The iPhone 5s should have hardware that is much faster than what's in a Moto G2. Yet, my friend's Moto G2 feels smoother in use, transitioning between apps and the like, than the 5s. I bought the Honor 8 to replace it, a somewhat cheap, midrange android device. Everything on it feels so fast I probably won't replace it until its battery gives out completely. On the paper, the hardware of the Honor 8 is not as fast as modern iPhones. In practice when I open apps it's pretty much instantaneous. The device has enough RAM to keep everything running.

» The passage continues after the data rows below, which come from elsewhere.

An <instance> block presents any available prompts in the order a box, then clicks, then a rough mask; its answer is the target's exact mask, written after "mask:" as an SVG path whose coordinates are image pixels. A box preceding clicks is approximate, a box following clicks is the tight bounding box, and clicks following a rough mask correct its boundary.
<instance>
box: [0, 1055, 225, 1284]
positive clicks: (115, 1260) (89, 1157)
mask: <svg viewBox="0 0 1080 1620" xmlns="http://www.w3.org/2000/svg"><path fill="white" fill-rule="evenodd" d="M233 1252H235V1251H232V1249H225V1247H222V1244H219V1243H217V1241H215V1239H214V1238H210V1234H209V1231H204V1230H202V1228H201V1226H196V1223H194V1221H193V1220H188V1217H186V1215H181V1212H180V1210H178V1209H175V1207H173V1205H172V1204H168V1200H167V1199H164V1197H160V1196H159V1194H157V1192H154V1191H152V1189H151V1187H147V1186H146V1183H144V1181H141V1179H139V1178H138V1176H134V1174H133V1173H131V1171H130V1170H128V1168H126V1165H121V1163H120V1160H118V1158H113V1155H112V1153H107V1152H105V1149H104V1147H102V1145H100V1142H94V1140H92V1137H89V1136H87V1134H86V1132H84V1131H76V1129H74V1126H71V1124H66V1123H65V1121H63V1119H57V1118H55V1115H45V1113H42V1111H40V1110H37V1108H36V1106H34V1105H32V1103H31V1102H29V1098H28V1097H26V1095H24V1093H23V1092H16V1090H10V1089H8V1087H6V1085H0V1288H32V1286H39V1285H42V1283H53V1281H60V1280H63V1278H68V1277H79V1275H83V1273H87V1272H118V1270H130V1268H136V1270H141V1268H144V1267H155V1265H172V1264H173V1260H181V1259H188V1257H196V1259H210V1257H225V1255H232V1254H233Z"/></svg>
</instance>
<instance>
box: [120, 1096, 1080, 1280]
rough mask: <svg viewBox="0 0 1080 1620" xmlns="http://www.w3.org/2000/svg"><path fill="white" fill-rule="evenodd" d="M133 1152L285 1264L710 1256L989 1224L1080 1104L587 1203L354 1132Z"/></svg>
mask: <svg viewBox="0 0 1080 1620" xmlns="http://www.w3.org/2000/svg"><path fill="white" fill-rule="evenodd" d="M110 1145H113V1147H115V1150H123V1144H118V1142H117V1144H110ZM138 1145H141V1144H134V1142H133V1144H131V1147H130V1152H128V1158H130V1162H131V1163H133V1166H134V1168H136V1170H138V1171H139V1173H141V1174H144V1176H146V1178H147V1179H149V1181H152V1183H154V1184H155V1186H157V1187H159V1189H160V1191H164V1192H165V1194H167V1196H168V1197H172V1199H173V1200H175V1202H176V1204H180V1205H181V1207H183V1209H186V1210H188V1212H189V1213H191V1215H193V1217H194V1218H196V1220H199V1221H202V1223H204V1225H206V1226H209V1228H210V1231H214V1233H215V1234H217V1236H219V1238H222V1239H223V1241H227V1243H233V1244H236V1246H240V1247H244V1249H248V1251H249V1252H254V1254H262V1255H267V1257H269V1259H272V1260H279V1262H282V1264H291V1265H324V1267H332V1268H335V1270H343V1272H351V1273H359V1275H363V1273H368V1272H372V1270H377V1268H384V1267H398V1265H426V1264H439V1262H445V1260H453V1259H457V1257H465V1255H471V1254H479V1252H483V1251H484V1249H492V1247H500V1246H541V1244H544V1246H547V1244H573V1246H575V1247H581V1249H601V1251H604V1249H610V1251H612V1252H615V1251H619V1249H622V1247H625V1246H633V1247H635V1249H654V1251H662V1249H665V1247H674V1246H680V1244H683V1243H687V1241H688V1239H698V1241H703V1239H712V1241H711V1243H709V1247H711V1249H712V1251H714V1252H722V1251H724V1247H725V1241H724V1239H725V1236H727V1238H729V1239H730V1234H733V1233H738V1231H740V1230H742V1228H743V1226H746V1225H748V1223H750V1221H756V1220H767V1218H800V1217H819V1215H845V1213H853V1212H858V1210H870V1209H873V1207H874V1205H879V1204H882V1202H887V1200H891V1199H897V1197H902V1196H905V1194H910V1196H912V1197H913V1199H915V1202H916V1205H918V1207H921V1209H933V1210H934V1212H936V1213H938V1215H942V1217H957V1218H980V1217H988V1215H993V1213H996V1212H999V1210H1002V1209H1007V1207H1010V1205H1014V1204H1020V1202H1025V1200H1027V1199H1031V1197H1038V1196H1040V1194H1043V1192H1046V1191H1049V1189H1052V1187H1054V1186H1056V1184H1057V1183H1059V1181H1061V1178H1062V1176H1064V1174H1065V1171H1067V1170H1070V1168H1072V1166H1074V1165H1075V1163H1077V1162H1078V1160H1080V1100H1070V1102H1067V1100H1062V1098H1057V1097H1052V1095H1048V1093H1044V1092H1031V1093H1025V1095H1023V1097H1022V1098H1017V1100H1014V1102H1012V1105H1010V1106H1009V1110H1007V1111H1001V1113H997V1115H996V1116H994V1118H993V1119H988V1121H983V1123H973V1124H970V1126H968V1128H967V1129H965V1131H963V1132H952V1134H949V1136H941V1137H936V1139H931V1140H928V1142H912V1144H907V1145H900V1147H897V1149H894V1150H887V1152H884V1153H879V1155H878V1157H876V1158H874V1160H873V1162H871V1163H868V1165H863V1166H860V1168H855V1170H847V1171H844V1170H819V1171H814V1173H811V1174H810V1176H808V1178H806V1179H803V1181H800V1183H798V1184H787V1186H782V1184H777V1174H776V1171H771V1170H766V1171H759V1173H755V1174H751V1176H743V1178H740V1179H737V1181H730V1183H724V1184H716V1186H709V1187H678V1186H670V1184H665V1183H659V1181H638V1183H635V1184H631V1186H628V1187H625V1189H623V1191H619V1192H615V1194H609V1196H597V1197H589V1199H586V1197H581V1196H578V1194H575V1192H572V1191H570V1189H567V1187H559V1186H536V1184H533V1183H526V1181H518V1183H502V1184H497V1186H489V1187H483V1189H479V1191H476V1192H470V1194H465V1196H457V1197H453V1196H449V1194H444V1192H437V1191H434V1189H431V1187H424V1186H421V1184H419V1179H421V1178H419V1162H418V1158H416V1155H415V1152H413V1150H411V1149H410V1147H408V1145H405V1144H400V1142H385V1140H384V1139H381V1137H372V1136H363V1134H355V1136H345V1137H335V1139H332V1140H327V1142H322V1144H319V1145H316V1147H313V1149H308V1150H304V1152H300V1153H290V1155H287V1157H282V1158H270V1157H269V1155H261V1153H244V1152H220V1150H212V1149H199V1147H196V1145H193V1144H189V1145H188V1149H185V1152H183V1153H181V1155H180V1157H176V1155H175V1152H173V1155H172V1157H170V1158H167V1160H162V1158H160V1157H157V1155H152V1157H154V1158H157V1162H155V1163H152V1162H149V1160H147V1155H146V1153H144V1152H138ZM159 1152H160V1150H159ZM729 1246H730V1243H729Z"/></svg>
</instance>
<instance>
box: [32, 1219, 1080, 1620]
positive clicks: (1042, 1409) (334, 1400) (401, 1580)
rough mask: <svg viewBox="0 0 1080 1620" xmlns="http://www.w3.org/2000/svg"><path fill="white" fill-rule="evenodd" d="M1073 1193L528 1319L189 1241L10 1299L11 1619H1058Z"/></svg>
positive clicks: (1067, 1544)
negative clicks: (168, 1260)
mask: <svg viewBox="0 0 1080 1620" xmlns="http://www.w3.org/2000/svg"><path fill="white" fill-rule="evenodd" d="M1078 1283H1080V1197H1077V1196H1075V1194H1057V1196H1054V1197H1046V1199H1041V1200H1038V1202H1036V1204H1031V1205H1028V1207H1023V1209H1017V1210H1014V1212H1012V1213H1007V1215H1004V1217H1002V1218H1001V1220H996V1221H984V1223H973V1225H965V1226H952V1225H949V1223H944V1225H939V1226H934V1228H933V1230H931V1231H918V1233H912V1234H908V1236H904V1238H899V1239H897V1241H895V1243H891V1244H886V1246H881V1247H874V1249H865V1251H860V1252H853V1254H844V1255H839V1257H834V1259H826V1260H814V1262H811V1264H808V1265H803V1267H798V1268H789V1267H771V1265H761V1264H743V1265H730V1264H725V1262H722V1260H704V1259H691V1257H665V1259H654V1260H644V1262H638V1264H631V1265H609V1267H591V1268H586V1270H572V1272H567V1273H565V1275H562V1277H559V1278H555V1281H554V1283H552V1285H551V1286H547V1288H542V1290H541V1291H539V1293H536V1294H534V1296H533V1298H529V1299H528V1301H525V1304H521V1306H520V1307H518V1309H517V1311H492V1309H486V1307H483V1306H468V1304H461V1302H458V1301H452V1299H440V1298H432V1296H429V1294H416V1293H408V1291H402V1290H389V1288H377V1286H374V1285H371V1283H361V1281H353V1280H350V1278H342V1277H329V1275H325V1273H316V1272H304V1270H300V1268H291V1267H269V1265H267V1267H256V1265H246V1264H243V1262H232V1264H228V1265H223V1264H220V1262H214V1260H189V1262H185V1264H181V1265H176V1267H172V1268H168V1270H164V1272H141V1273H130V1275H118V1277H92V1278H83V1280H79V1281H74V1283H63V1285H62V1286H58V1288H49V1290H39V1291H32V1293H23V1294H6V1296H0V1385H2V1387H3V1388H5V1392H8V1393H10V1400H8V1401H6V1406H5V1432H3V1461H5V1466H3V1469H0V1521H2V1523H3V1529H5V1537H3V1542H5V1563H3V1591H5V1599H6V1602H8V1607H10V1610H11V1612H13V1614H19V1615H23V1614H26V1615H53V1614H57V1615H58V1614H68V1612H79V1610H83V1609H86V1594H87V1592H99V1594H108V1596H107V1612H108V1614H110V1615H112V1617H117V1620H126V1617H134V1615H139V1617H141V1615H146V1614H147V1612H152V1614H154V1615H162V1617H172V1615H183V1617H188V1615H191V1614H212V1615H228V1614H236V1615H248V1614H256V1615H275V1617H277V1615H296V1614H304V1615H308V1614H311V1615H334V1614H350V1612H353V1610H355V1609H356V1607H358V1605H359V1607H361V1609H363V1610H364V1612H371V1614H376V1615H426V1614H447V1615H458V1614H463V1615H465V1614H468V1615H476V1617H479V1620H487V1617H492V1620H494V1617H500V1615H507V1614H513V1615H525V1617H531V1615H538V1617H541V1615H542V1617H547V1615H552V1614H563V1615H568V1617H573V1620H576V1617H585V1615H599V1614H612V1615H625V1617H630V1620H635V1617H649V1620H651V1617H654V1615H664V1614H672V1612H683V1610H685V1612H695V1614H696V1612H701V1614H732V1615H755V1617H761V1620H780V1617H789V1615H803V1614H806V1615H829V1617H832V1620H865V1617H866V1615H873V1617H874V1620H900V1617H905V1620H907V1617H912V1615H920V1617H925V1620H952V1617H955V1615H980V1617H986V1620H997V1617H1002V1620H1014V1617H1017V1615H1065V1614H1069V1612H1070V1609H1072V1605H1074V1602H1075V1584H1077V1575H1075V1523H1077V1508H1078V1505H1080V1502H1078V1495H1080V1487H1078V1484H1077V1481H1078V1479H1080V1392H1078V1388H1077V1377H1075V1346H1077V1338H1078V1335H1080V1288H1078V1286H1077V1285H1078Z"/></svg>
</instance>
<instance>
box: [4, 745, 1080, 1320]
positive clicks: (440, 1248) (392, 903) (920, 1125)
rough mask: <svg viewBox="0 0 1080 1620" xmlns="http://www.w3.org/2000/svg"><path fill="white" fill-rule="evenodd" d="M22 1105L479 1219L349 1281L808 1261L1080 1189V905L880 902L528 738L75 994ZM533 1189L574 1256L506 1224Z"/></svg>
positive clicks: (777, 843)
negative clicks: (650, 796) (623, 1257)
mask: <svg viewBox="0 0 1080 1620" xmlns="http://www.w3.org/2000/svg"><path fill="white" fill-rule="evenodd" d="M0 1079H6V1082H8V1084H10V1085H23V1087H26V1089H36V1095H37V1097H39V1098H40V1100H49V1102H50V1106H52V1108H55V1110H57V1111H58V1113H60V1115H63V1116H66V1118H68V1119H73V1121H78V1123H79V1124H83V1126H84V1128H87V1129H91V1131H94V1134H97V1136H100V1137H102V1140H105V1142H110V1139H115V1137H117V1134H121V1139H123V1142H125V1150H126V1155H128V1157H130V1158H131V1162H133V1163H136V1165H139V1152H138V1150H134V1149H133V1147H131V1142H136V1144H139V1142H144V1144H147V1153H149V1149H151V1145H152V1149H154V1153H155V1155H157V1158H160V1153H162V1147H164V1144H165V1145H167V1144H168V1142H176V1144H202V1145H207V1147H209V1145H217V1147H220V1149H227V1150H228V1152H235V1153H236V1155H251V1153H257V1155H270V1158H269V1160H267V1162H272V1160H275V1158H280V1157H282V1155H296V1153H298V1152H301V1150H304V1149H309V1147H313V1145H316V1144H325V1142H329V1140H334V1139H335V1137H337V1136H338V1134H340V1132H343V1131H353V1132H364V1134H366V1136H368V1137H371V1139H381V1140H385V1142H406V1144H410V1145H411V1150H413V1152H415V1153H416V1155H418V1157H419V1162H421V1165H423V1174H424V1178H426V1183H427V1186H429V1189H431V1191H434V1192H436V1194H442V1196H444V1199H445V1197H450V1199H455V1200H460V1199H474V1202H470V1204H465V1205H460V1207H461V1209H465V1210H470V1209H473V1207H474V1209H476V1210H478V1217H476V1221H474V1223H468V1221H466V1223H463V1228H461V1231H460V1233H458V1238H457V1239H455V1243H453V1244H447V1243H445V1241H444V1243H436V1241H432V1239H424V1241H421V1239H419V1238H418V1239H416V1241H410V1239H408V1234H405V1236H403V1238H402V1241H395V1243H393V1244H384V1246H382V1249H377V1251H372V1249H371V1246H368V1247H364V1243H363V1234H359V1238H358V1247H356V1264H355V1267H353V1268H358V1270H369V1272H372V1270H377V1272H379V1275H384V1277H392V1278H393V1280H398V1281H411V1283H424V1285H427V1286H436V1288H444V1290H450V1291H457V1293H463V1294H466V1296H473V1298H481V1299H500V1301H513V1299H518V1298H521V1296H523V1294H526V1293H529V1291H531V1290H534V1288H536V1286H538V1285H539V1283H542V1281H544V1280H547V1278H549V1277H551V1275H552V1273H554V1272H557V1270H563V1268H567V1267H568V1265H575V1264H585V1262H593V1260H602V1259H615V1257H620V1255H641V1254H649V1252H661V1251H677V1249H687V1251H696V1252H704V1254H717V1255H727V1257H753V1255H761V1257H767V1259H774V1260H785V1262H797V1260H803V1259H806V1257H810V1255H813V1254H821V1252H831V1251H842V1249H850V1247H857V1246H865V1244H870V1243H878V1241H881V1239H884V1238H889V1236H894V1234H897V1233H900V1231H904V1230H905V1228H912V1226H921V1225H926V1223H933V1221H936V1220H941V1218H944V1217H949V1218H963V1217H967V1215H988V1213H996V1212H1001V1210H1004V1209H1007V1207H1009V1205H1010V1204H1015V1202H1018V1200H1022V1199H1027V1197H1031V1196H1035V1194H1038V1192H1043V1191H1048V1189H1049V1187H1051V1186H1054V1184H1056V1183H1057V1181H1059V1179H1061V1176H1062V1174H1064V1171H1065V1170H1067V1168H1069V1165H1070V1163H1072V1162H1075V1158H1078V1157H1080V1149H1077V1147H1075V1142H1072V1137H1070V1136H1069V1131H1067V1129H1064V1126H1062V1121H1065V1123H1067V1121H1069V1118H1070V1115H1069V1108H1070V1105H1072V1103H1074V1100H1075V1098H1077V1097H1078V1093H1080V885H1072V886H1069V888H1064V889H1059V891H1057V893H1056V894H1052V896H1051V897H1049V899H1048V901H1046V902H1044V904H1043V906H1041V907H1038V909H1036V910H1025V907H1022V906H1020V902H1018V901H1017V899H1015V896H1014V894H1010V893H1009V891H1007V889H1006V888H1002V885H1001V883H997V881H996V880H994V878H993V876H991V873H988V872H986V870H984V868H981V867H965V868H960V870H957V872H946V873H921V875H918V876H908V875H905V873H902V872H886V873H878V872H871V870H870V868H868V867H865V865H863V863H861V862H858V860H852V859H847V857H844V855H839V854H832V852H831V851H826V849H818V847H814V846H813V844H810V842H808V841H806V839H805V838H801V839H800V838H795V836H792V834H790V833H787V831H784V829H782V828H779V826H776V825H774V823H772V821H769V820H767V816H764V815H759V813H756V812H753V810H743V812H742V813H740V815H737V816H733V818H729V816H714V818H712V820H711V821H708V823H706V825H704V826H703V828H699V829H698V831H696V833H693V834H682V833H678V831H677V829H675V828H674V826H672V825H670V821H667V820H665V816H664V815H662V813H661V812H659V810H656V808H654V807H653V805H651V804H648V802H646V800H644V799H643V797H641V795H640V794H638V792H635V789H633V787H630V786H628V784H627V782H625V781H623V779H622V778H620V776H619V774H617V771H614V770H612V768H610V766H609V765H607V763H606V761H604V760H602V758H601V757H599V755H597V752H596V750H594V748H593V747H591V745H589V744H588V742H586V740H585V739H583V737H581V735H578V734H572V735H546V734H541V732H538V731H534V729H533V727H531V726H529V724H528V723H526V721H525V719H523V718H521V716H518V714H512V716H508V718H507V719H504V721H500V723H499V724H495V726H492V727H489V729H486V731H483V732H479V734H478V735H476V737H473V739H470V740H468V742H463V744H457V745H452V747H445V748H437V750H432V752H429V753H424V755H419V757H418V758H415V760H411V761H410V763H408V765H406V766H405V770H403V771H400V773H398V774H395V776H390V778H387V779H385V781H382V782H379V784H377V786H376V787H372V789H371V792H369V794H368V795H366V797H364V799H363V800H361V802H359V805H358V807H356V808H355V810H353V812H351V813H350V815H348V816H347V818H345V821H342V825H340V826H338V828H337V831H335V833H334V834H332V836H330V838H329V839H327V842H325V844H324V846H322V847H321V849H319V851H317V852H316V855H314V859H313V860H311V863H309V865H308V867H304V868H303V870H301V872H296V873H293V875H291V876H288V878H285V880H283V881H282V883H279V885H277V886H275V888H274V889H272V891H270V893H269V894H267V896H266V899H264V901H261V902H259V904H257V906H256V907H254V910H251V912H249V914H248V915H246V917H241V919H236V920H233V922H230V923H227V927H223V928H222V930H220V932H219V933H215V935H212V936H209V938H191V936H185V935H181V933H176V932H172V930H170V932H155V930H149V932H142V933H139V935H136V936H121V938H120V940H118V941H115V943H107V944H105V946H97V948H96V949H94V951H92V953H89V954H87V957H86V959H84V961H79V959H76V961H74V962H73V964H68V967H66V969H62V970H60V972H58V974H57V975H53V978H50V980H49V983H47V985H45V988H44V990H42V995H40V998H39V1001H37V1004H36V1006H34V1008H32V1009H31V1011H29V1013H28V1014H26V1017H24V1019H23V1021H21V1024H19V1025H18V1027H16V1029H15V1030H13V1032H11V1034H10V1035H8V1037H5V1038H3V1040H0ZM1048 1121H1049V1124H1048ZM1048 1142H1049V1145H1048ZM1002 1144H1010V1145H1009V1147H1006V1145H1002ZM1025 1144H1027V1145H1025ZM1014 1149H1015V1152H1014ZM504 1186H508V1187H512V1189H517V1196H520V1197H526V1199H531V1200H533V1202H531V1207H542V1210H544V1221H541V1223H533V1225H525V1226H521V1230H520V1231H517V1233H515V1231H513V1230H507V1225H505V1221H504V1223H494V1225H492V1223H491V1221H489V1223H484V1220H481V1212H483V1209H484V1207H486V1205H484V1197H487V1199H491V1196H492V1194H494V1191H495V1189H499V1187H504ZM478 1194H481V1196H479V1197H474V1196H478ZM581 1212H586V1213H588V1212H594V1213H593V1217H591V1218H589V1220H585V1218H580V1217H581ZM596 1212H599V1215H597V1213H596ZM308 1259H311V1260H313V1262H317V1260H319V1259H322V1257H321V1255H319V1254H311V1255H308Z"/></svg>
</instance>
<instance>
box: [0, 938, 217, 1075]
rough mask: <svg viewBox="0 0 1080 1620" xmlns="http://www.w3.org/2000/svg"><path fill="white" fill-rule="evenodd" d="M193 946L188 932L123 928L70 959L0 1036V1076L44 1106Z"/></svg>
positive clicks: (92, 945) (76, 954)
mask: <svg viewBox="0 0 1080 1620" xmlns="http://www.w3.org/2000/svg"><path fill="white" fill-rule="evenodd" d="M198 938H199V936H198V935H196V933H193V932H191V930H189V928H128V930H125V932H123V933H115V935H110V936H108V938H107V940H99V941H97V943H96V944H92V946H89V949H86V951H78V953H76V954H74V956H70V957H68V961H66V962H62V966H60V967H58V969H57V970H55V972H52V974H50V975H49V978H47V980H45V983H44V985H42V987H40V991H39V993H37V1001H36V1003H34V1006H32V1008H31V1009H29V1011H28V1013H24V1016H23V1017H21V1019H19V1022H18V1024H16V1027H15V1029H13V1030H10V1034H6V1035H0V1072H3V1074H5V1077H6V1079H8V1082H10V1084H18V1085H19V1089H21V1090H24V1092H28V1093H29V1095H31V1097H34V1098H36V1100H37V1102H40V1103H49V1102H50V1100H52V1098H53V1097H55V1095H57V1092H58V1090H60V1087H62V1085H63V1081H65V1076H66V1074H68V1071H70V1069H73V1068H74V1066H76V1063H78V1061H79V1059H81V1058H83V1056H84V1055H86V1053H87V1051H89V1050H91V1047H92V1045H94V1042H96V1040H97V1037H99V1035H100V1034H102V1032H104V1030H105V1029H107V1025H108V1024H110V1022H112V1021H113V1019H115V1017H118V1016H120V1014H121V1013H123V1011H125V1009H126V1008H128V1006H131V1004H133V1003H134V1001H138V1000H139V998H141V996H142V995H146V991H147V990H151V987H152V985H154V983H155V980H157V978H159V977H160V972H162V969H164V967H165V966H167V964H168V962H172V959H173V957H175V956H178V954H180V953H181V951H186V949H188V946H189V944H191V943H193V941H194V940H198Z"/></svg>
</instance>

People keep complaining android manufacturers aren't updating the OS fast enough. I'd say good on them to make sure they only give us an OS build that's actually usable on said hardware. Apple doesn't even let you install previous iOS versions. Unlike iOS, most of Android's platform APIs are updated through the Play Store. Things like your web browser are also updated through the play store. So unlike iPhones where refusing new iOS updates means being stuck with browser engines that can't keep up with the web, your android handset stuck on older android is not actually becoming obsolete.
No matter how much nicer Apple's hardware looks and feels in the hands, I ain't ever giving them more of my money again. Premium prices should command more durability in time than this. Chosing to stay on an old iOS means you can't install new apps built on newer SDKs or get newer browsers and so on, so you really have to suffer the slow down treadmill with Apple. You don't have to on Android.